Juneau's ski hill picks a new leader — in public
Juneau's beloved city ski hill is picking a new leader Thursday — and residents get an unusually direct say in who gets the job. The Eaglecrest board will interview its lone finalist for general manager in open session, in front of the public, then take written comments before deciding.
The finalist is Julie Jackson Piper, and she's a familiar face at the mountain. She currently runs recreation for Richland, Washington, but she's worked for Juneau before — as the city's aquatics manager and, earlier, in two roles at Eaglecrest itself, coordinating youth and community outreach and supervising the snowsports school. That local history is part of the pitch: someone who already knows the hill and the community rather than an outside hire learning both from scratch.
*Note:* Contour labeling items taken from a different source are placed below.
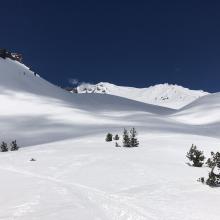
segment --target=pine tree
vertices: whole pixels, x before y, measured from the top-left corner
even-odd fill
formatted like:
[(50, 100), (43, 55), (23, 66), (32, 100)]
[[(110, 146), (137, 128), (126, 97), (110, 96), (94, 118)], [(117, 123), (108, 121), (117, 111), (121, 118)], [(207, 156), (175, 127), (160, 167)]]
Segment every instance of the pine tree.
[(2, 142), (0, 148), (1, 148), (1, 152), (7, 152), (8, 151), (8, 146), (4, 141)]
[(114, 136), (114, 140), (116, 140), (116, 141), (119, 140), (119, 136), (118, 136), (118, 134), (116, 134), (116, 135)]
[(107, 141), (107, 142), (112, 141), (112, 134), (111, 133), (108, 133), (106, 135), (105, 141)]
[(10, 145), (11, 145), (11, 151), (16, 151), (19, 149), (16, 140), (12, 141)]
[(203, 161), (205, 159), (203, 152), (197, 150), (195, 145), (192, 145), (186, 157), (193, 162), (194, 167), (201, 167), (203, 165)]
[(208, 160), (206, 161), (207, 166), (213, 168), (216, 165), (219, 158), (220, 158), (219, 152), (217, 153), (211, 152), (211, 157), (208, 158)]
[(131, 147), (130, 137), (129, 137), (128, 131), (126, 129), (124, 129), (124, 132), (123, 132), (123, 147)]
[(135, 130), (135, 128), (132, 128), (130, 130), (130, 145), (131, 145), (131, 147), (138, 147), (139, 146), (139, 142), (137, 140), (137, 131)]
[(212, 187), (220, 186), (220, 153), (216, 154), (211, 152), (212, 158), (210, 159), (212, 165), (211, 172), (209, 172), (209, 177), (206, 180), (206, 184)]
[(117, 141), (115, 142), (115, 147), (121, 147)]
The more intriguing item is the one the agenda won't explain. Before or alongside the interview, the board has scheduled a separate conversation with Goldbelt, Juneau's urban Alaska Native corporation and one of the region's major institutions, with more than 3,800 mostly Tlingit shareholders. The agenda doesn't say what the discussion is about, and neither Eaglecrest nor Goldbelt has offered a public explanation. For a small public ski area that has spent recent years working to become a year-round operation, a sit-down with a corporation of Goldbelt's reach is worth noticing — even if, for now, its purpose is unstated.
Residents who want to weigh in have several openings: two general public-comment periods plus the written forms collected after the interview. The board will then move into a closed session to discuss confidential details about the candidate, permitted under the state's open-meetings law. The meeting is at 5:30 p.m. July 2 in Assembly Chambers, and open by Zoom for anyone who can't attend in person.